Für die Autoren ist eine Rezession damit aber
unabwendbar, die Deglobalisierung habe bereits eingesetzt. Für ein exportorientiertes Land wie Deutschland eine ziemliche Herausforderung. Umso mehr gelte jetzt, worin Adam Smith und Karl
Marx übereinstimmten: Der Kapitalismus brauche Konsum, sonst sei er nicht lebensfähig.

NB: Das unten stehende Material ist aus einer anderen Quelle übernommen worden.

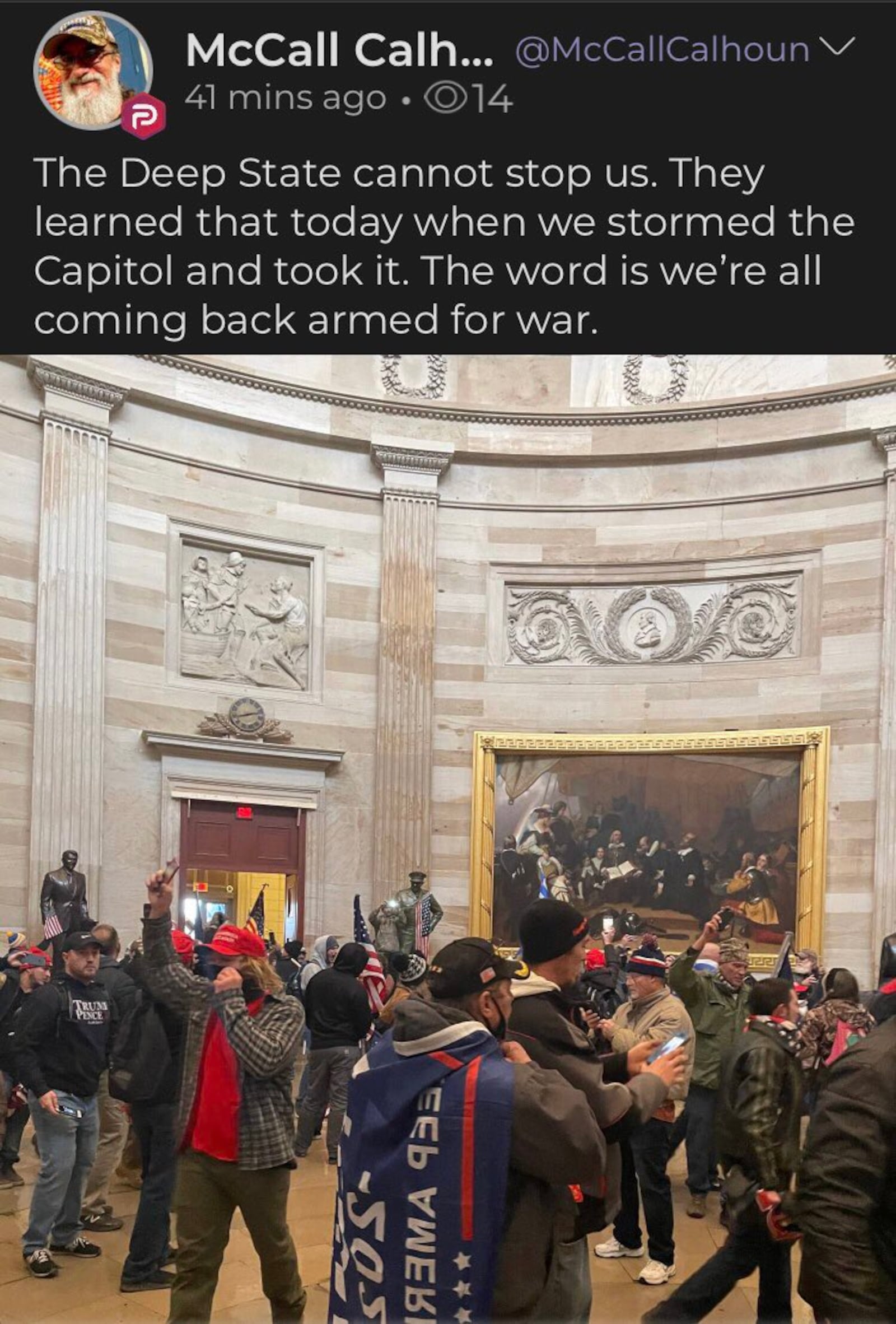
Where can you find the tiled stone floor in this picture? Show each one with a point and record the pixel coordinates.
(86, 1293)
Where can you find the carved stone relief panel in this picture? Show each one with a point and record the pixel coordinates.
(603, 625)
(246, 610)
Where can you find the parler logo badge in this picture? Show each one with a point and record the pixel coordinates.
(143, 115)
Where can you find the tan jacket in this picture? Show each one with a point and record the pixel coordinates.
(657, 1019)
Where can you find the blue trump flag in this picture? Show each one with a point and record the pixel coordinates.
(423, 1177)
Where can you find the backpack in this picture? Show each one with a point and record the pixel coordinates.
(294, 985)
(845, 1038)
(141, 1056)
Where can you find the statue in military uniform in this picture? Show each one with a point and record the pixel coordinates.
(64, 903)
(416, 905)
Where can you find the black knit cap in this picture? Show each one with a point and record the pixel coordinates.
(551, 929)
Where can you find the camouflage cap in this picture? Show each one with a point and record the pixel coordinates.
(88, 27)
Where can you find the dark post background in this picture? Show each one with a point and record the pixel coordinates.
(825, 132)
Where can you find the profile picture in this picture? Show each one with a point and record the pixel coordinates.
(89, 66)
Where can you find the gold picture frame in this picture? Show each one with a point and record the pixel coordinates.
(811, 746)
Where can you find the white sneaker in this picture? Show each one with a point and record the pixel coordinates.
(656, 1274)
(613, 1249)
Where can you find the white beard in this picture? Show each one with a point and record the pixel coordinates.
(99, 108)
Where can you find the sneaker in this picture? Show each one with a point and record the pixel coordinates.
(101, 1223)
(654, 1274)
(40, 1264)
(80, 1246)
(614, 1249)
(157, 1279)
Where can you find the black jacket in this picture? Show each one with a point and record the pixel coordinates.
(759, 1108)
(335, 1004)
(847, 1188)
(61, 1039)
(174, 1027)
(122, 990)
(542, 1021)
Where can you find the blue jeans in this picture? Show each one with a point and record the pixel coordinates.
(68, 1148)
(697, 1127)
(748, 1248)
(645, 1156)
(154, 1125)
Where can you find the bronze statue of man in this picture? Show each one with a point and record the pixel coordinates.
(64, 903)
(384, 922)
(409, 901)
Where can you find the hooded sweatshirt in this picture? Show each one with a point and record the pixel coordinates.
(335, 1003)
(317, 962)
(543, 1023)
(554, 1143)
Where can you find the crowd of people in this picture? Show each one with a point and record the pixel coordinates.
(483, 1115)
(627, 857)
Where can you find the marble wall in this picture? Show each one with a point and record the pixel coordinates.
(693, 501)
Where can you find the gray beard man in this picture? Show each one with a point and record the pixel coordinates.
(93, 96)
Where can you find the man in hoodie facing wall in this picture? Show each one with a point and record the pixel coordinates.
(457, 1162)
(339, 1019)
(622, 1092)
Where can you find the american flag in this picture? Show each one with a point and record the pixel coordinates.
(423, 915)
(372, 975)
(52, 927)
(256, 921)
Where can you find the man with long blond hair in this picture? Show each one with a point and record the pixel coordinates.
(235, 1118)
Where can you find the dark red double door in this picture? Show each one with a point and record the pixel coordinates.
(215, 836)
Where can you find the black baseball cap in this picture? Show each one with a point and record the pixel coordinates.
(78, 941)
(470, 966)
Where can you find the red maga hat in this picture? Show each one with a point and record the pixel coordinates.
(231, 940)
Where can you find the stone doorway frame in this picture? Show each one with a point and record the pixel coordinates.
(245, 772)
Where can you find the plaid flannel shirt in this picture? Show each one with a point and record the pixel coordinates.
(265, 1048)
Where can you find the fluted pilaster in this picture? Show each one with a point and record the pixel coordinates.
(886, 824)
(404, 740)
(68, 779)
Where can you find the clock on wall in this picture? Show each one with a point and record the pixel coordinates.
(246, 715)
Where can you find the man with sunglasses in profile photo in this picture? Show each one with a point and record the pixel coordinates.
(86, 55)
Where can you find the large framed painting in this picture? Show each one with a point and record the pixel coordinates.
(654, 833)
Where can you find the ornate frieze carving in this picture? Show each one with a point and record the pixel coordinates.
(244, 617)
(433, 387)
(608, 625)
(633, 391)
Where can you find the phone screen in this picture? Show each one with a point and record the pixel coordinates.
(675, 1042)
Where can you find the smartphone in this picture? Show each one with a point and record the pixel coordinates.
(675, 1042)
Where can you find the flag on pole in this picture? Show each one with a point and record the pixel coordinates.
(52, 927)
(372, 975)
(423, 925)
(256, 921)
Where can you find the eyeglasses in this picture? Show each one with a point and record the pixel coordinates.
(89, 56)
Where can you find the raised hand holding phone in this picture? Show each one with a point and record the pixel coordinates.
(159, 889)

Daher stehe jetzt alles auf dem
Spiel: Löhne, Steuereinnahmen, Sozialkassen . . . und es laufe deshalb zwangsläufig auf ein neues Wirtschaftssystem hinaus, auf eine nachhaltig wirtschaftende, intelligente Welt, die nicht
bloß auf relativ primitivem Wachstum in Umsatz, Menge, Rendite usw. beruht. Ökonomisch sei das alles rechen- und machbar, so die Autoren. Offen aber bleibe bislang, ob eine
Gesellschaft solchen Wandel überhaupt verkrafte.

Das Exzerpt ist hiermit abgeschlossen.